73 milesrange of the Nissan Leaf between charges, according to Which? testing
Both figures fall short of the manufacturers’ claims, of up to 100 and up to 93 miles respectively, but are a fair indication of the cars’ range under realistic conditions.
If no ancillaries are used, or if the conditions are different (ie: if the cars are driven smoothly, at a consistent low speed, or over flat terrain), then this range would increase slightly. Equally, the range would be likely to decrease under adverse conditions, when the driver needs to use the heater, lights and wipers.
Electric car efficiency
Like all electric cars, both the Leaf and iOn have been dubbed ’emission free’. In some respects this is true because nothing comes out of the tailpipe during driving, which is clearly preferable to the exhaust gases emitted by conventionally-engined cars.
However CO2 is emitted through the production of the electricity used to charge them.
Our tests showed that the Leaf uses an average of 20.39 kilowatt hours (kWh) to cover 100km.
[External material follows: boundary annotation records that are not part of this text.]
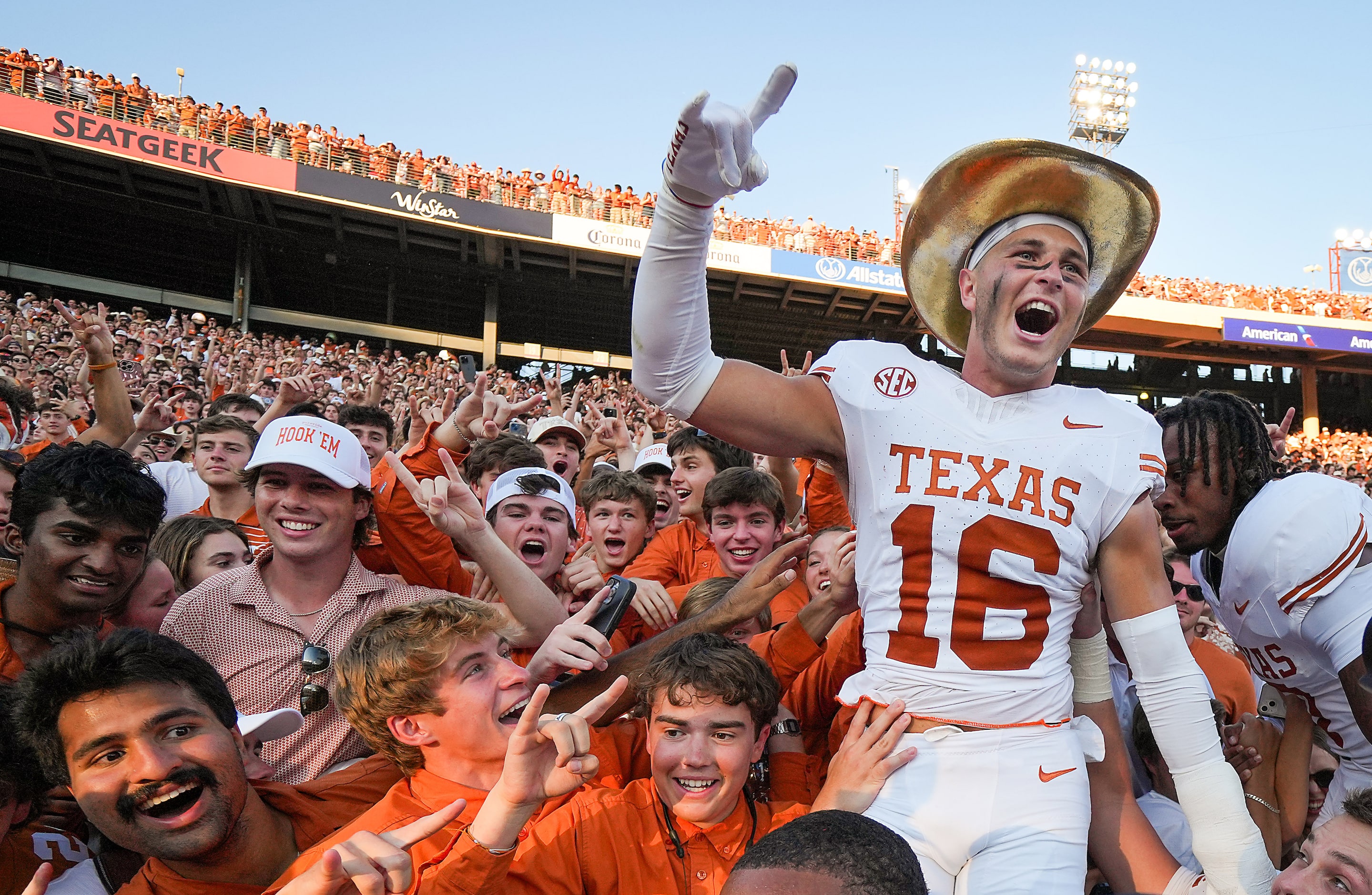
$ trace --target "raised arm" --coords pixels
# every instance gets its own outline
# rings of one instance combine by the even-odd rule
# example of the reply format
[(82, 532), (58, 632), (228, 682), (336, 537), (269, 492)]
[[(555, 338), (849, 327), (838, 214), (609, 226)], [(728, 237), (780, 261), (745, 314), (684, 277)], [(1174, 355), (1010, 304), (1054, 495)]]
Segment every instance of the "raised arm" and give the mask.
[(96, 313), (73, 314), (66, 305), (54, 301), (71, 332), (81, 340), (91, 365), (91, 382), (95, 393), (95, 426), (81, 432), (77, 441), (82, 445), (104, 442), (115, 448), (133, 435), (133, 405), (129, 390), (123, 387), (119, 367), (114, 357), (114, 335), (106, 324), (106, 307), (102, 302)]
[(794, 66), (783, 65), (746, 113), (709, 102), (707, 92), (682, 111), (634, 288), (634, 386), (668, 412), (741, 448), (841, 461), (842, 426), (825, 383), (726, 361), (709, 345), (705, 259), (713, 206), (767, 180), (753, 133), (794, 84)]

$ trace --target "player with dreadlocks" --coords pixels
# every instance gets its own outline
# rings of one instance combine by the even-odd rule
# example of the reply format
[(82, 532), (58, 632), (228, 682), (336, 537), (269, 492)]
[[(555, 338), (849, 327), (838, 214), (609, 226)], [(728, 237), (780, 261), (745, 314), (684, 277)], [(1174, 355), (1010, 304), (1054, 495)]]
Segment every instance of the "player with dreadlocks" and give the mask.
[(1372, 695), (1358, 686), (1372, 616), (1372, 500), (1316, 472), (1277, 478), (1286, 427), (1264, 424), (1243, 398), (1202, 391), (1157, 420), (1163, 527), (1192, 555), (1206, 601), (1253, 673), (1288, 711), (1303, 701), (1342, 759), (1324, 822), (1351, 789), (1372, 785)]

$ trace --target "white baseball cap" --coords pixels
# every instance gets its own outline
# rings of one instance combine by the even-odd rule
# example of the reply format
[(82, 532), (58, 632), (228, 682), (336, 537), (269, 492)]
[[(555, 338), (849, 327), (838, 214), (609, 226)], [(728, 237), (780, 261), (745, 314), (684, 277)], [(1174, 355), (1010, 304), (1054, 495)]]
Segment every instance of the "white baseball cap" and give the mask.
[(370, 487), (372, 465), (357, 435), (317, 416), (283, 416), (268, 423), (244, 469), (287, 463), (313, 469), (339, 487)]
[(528, 439), (536, 445), (538, 439), (549, 432), (565, 432), (571, 435), (572, 441), (578, 445), (586, 448), (586, 435), (582, 434), (582, 430), (578, 428), (576, 424), (568, 423), (567, 419), (561, 416), (545, 416), (543, 419), (536, 420), (528, 427)]
[[(524, 490), (520, 483), (525, 475), (539, 476), (539, 485), (542, 486), (536, 494), (530, 494)], [(557, 489), (546, 487), (547, 482), (557, 482)], [(567, 511), (568, 519), (572, 524), (576, 524), (576, 496), (572, 494), (572, 486), (563, 480), (563, 476), (553, 475), (552, 469), (545, 469), (543, 467), (520, 467), (517, 469), (510, 469), (509, 472), (502, 472), (501, 478), (495, 479), (491, 489), (486, 491), (486, 512), (495, 509), (506, 497), (517, 497), (525, 494), (530, 497), (547, 497), (549, 500), (556, 500)]]
[(634, 460), (634, 472), (641, 471), (643, 467), (663, 467), (671, 472), (672, 456), (667, 453), (667, 445), (649, 445), (639, 450), (638, 458)]
[(277, 708), (252, 715), (239, 715), (239, 733), (255, 733), (261, 743), (288, 737), (305, 725), (305, 715), (298, 708)]

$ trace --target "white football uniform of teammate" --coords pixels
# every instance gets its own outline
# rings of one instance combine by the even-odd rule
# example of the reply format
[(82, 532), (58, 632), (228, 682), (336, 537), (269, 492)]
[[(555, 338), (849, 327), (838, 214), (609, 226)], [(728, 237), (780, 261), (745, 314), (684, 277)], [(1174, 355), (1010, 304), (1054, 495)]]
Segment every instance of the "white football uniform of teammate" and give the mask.
[(919, 756), (867, 814), (910, 840), (930, 892), (1078, 890), (1067, 641), (1100, 542), (1163, 486), (1161, 430), (1098, 390), (991, 398), (885, 342), (840, 342), (811, 373), (838, 405), (860, 520), (867, 667), (840, 699), (948, 722), (904, 737)]
[(1372, 500), (1362, 489), (1301, 472), (1269, 482), (1239, 513), (1218, 597), (1206, 552), (1191, 557), (1206, 600), (1253, 673), (1287, 699), (1302, 697), (1329, 736), (1340, 762), (1320, 824), (1342, 810), (1350, 789), (1372, 785), (1372, 744), (1339, 682), (1339, 670), (1362, 655), (1372, 618), (1372, 567), (1360, 566), (1369, 524)]

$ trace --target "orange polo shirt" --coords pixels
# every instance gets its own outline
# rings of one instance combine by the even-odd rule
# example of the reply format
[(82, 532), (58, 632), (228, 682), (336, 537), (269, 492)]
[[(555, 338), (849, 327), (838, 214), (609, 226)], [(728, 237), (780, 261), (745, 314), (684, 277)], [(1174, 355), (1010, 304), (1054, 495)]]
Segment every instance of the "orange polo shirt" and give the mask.
[[(210, 498), (206, 497), (204, 502), (188, 512), (187, 516), (214, 518), (214, 513), (210, 512)], [(248, 546), (252, 548), (254, 553), (272, 544), (272, 539), (266, 537), (266, 531), (262, 528), (261, 520), (257, 518), (255, 505), (248, 507), (248, 511), (233, 522), (243, 528), (243, 534), (248, 535)]]
[[(417, 479), (436, 479), (447, 475), (438, 456), (434, 430), (442, 423), (429, 423), (424, 438), (398, 457)], [(461, 465), (465, 454), (453, 454)], [(434, 527), (428, 513), (418, 508), (409, 489), (395, 478), (390, 461), (381, 460), (372, 469), (372, 507), (376, 509), (376, 528), (395, 564), (395, 571), (407, 583), (435, 588), (450, 593), (472, 593), (472, 574), (462, 568), (453, 539)]]
[[(291, 818), (295, 847), (305, 851), (332, 836), (377, 799), (401, 776), (399, 769), (379, 755), (365, 758), (351, 767), (299, 785), (268, 780), (250, 780), (252, 788), (272, 809)], [(265, 887), (247, 883), (202, 883), (188, 880), (158, 858), (148, 858), (139, 874), (121, 895), (262, 895)]]
[(1214, 697), (1228, 710), (1229, 721), (1238, 721), (1243, 712), (1258, 714), (1258, 695), (1243, 659), (1231, 656), (1199, 637), (1191, 641), (1191, 656), (1210, 682)]
[(650, 578), (664, 588), (676, 588), (723, 575), (724, 567), (709, 535), (690, 519), (682, 519), (653, 535), (623, 574), (624, 578)]
[[(808, 804), (757, 802), (753, 825), (742, 795), (734, 813), (708, 828), (672, 817), (676, 855), (652, 780), (624, 789), (579, 792), (534, 825), (504, 881), (482, 892), (510, 895), (718, 895), (749, 844), (809, 811)], [(434, 891), (446, 891), (443, 876)]]

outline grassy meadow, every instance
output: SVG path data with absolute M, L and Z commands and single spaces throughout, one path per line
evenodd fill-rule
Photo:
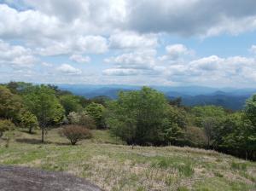
M 256 163 L 214 151 L 177 147 L 124 145 L 108 130 L 76 146 L 53 129 L 40 143 L 33 135 L 15 130 L 0 139 L 0 165 L 67 171 L 104 190 L 256 190 Z

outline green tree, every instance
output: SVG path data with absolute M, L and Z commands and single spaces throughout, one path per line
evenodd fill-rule
M 15 128 L 15 125 L 9 119 L 0 119 L 0 137 L 3 136 L 3 133 L 7 130 L 10 130 Z
M 32 129 L 38 127 L 37 117 L 28 111 L 22 112 L 20 124 L 23 128 L 28 128 L 28 132 L 30 134 L 32 134 Z
M 197 106 L 191 109 L 193 124 L 202 127 L 207 118 L 214 119 L 215 122 L 223 120 L 227 113 L 222 107 Z
M 128 144 L 162 144 L 179 129 L 175 117 L 168 116 L 169 107 L 162 93 L 148 87 L 120 92 L 117 101 L 108 103 L 107 124 Z
M 90 130 L 96 129 L 96 124 L 94 119 L 90 116 L 89 116 L 85 112 L 71 112 L 67 115 L 67 119 L 69 124 L 79 124 Z
M 99 129 L 105 127 L 104 121 L 105 107 L 99 103 L 90 103 L 86 107 L 86 113 L 95 120 L 96 127 Z
M 64 117 L 64 109 L 55 96 L 55 91 L 45 85 L 30 88 L 24 96 L 27 110 L 33 113 L 42 130 L 42 142 L 47 125 L 58 124 Z
M 8 88 L 0 86 L 0 118 L 16 120 L 21 107 L 21 98 Z
M 65 109 L 65 113 L 67 115 L 71 112 L 79 112 L 82 110 L 80 100 L 73 95 L 63 95 L 60 96 L 61 104 Z

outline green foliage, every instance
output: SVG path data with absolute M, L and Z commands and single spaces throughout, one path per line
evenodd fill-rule
M 21 107 L 20 97 L 0 85 L 0 118 L 17 120 Z
M 15 128 L 15 125 L 9 119 L 0 119 L 0 137 L 3 136 L 3 133 L 7 130 L 11 130 Z
M 86 128 L 79 125 L 70 124 L 62 128 L 60 131 L 61 136 L 66 136 L 72 145 L 75 145 L 82 139 L 91 137 L 91 133 Z
M 32 129 L 38 127 L 37 117 L 28 111 L 21 113 L 20 124 L 23 128 L 28 128 L 29 133 L 32 133 Z
M 45 85 L 29 88 L 23 98 L 27 110 L 38 119 L 44 142 L 44 129 L 49 124 L 61 123 L 64 118 L 64 109 L 56 98 L 55 92 Z
M 99 103 L 90 103 L 85 107 L 86 113 L 95 120 L 96 127 L 102 129 L 105 127 L 104 111 L 105 107 Z
M 72 112 L 67 115 L 69 123 L 72 124 L 79 124 L 88 129 L 96 129 L 94 119 L 89 116 L 85 112 L 75 113 Z
M 203 126 L 203 121 L 206 118 L 214 119 L 214 121 L 221 121 L 227 113 L 221 107 L 217 106 L 198 106 L 191 109 L 193 114 L 193 124 L 198 127 Z
M 256 126 L 256 95 L 247 100 L 244 111 L 246 117 Z
M 79 112 L 82 110 L 80 100 L 73 95 L 63 95 L 61 96 L 59 99 L 65 109 L 66 115 L 71 112 Z
M 204 148 L 207 143 L 207 136 L 201 128 L 188 126 L 184 130 L 186 145 L 196 148 Z
M 166 144 L 179 135 L 179 124 L 183 126 L 165 96 L 148 87 L 120 92 L 108 109 L 108 126 L 128 144 Z

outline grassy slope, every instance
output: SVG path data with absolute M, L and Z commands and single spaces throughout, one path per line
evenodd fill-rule
M 256 190 L 256 163 L 216 152 L 165 147 L 115 145 L 108 131 L 78 146 L 57 134 L 15 131 L 5 148 L 0 140 L 0 164 L 64 171 L 85 177 L 106 190 Z M 111 144 L 113 143 L 113 144 Z

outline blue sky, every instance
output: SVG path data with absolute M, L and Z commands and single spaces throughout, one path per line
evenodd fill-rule
M 255 87 L 254 0 L 0 0 L 0 82 Z

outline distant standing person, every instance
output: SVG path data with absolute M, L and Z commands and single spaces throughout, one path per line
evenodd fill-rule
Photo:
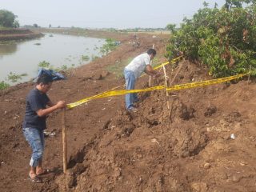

The iOn uses an average of 16.94kWh to go 100km.
Using the latest figures from the Department for Energy and Climate Change, which state that an average of 521 grams of CO2 are emitted per kWh of electricity generated in the UK, the Leaf’s CO2 emissions equate to 106g/km and the iOn’s to 88g/km, according to our tests.
The iOn’s CO2 emissions are the lowest we’ve tested to date, but the Leaf’s 106g/km figure has previously been bettered in our tests by the VW Polo BlueMotion, an economy-focused diesel car.
That said, it’s still difficult to make strict like-for-like comparison between electric and conventionally-fuelled cars, due to the nature of the different fuel supply chains.
88g/kmCO2 emissions of the Peugeot iOn, the lowest of any car we’ve tested
The precise CO2 output of electric cars will vary depending on exactly how they are charged. For example, if charging is supplemented by solar power, then the CO2 figure will be lower – and so could theoretically drop to zero if an entirely renewable source was used.
But many drivers will be pleased to hear that officially, CO2 emissions are listed as zero – so neither car is subject to vehicle excise duty (car tax).